Diskussion über jüdisches Leben und Kultur

„Offenes Bild des Judentums“ : Diskussion über jüdisches Leben und Kultur

Der Vizepräsident des Zentralrats der Juden in Deutschland, Abraham Lehrer, wünscht sich mehr Aufmerksamkeit für das kulturelle Leben des Judentums jenseits des Holocaust-Gedenkens.

„Wir wollen ein offenes Bild des Judentums präsentieren“, sagte er bei einer Podiumsdiskussion zum Miteinander von Juden und Christen in Köln. Dieses Miteinander sei zu großen Teilen geprägt durch das Gedenken an den Holocaust sowie durch Debatten über die Kämpfe im Nahen Osten.
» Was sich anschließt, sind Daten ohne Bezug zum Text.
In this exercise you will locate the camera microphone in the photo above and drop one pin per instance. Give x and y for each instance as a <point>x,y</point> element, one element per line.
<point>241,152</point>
Dabei definiere sich das Judentum durch mehr und habe sich insbesondere seit der Zuwanderung aus dem Gebiet des ehemaligen Jugoslawien in den 1990er Jahren positiv entwickelt.

Lehrer erklärte, viele kulturelle Veranstaltungen der jüdischen Gemeinden seien öffentlich zugänglich, auch wenn man auf die Sicherheitsmaßnahmen rund um jüdische Gebäude derzeit nicht verzichten könne. Es gelte zu verdeutlichen, was Religionen ausmache und wie sie die Gesellschaft vorangebracht hätten. Das Werben „für Toleranz und Respekt“ sei sehr wichtig. Der Vorstandsvorsitzende der Kölnischen Gesellschaft für Christlich-Jüdische Zusammenarbeit, Jürgen Wilhelm, fügte hinzu: „Wenn wir den Mund aufmachen, hat Antisemitismus eine viel kleinere Chance.“Lehrer und der Kölner Weihbischof Rolf Steinhäuser betonten die Wichtigkeit des interreligiösen Austauschs.

Die Diskussion war Teil der Veranstaltungsreihe „Auf ein Wort mit Jacques Offenbach“. Der Komponist wurde am 20. Juni 1819 in Köln geboren und am starb 5. Juni 1880 in Paris.